She gets paid for 40 hours a week, even though she works only 25 hours, at most.
Steve makes sure her phone is paid for, has bought her a very expensive laptop and has bought her a brand-new luxury model car. (She now expects a new one.)
We pay her health insurance.
She lives in her boyfriend's house. Her boyfriend's parents own the house, and her rent is way below market price.
If I bring up to Steve that I think we help her way too much, I'm the bad guy.
Am I wrong in not wanting to help her so much?
I also need to add that I do not get a paycheck, nor do I have any money unless I ask Steve for it.
All while his daughter constantly tells her father that she won't do anything for him.
I am just now putting my foot down about being brought into all decisions being made.
I love him and want to stay, but am I just wasting my remaining happy years on nothing?
— Marred in Maine
Marred in Maine: You criticize “Steve’s” daughter for being entirely dependent on her father, and yet you are, too.
The difference between you and this young woman is she is not working hard but is receiving compensation; you are working hard — but are not getting paid.
You might ask her for tips on how to pry a paycheck out of her father.
Steve’s daughter comes first. If she is entitled and spoiled, then he helped to create this monster, and a monster she will remain — at least for the next few years.
Many small businesses rely on family members to provide hours of free labor, but according to you, the business you and Steve operate is successful. Your choice to work without pay is a true head-scratcher.
If one of your adult children described a situation where they were deeply ensconced in a personal and business relationship identical to yours, what advice would you give?

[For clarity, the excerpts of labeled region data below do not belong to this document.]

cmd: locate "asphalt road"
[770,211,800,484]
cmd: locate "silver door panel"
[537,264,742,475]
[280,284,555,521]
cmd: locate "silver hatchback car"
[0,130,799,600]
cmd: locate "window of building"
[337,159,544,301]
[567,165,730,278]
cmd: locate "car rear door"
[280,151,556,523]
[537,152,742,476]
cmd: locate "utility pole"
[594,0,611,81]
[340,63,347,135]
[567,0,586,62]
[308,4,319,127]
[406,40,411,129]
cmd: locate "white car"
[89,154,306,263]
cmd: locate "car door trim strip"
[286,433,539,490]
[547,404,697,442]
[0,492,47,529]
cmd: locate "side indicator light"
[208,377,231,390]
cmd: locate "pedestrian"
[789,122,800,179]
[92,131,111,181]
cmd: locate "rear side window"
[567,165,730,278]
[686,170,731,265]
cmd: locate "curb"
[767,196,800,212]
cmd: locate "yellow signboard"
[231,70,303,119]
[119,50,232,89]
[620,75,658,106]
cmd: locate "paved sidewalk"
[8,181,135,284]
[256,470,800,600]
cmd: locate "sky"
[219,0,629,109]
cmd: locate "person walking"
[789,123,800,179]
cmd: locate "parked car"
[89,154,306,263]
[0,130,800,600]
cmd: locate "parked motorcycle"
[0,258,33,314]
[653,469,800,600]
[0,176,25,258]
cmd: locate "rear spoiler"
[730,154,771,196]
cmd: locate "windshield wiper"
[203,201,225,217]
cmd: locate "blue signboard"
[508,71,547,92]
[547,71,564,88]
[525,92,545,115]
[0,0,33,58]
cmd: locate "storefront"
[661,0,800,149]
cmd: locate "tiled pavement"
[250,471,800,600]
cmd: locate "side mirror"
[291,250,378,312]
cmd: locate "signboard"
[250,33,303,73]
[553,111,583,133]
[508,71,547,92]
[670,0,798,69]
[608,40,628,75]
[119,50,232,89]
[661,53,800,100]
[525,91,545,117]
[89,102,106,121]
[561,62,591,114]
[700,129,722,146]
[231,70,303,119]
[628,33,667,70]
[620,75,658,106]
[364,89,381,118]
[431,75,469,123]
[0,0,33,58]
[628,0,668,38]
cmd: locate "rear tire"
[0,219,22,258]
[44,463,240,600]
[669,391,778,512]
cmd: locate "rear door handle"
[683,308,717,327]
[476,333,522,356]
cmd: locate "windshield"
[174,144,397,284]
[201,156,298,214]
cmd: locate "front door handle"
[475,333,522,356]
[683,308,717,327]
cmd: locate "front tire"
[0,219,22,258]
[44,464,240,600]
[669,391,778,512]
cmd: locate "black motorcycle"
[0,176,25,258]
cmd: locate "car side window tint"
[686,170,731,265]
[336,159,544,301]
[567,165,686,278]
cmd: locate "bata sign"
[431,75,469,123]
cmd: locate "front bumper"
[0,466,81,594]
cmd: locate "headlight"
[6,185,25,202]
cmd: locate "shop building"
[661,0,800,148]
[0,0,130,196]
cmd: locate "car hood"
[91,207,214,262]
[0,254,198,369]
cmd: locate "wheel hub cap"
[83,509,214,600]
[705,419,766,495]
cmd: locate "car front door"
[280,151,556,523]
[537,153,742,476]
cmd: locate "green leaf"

My point is that you should take a long and careful look at your own situation and ask yourself if you are with someone who is controlling the women in his life through money.
Dear Amy: Recently, my family and I attended a church that was not our home parish, and we did not know the members.
The family in front of me was sitting on their pew as I knelt from behind.
The position I was in gave me a close-up view of the blond long-haired teenage girl sitting directly below my gaze.
She clearly had two lice nits affixed to her hair (shining from the bright overhead lights).
In my experience as a teacher for 37 years, I have encountered this situation numerous times, but on those occasions, I had sent the child to the nurse without having to discuss the reason (a phone call was made to the nurse before child's arrival).
I would never intentionally embarrass someone or bring something unpleasantly personal to their attention.
Yes, lice tend to visit "clean hair," but that doesn't help to alleviate the discomfort of it.
I chose to say nothing, and now I wonder if I should have vocalized the information.
There were five other long-haired girls in the family, and my concern now is that they might become infected, also.
What would you have done?
— Second Guessing My Silence
Second Guessing My Silence: I wouldn’t have done anything.
If you were a dermatologist and noticed a potentially serious growth on the back of a head in the pew in front of you (located in a place where a person couldn’t see it), then you should speak up.
But nits don’t necessarily become lice. And lice aren’t a serious threat to life and limb (as you know).
Dear Amy: Thank you for sticking up for the teenager who brought his "lovey" to his grandmother's house "Embarrassed Gran."
I am a married dad, and I've had my stuffed panda in my room since, well, since forever.
I guess this goes against the grain, gender-wise, but I'm cool with it, and my kids seem to feel the same way.
Secure: It seems that your panda has done a very good job.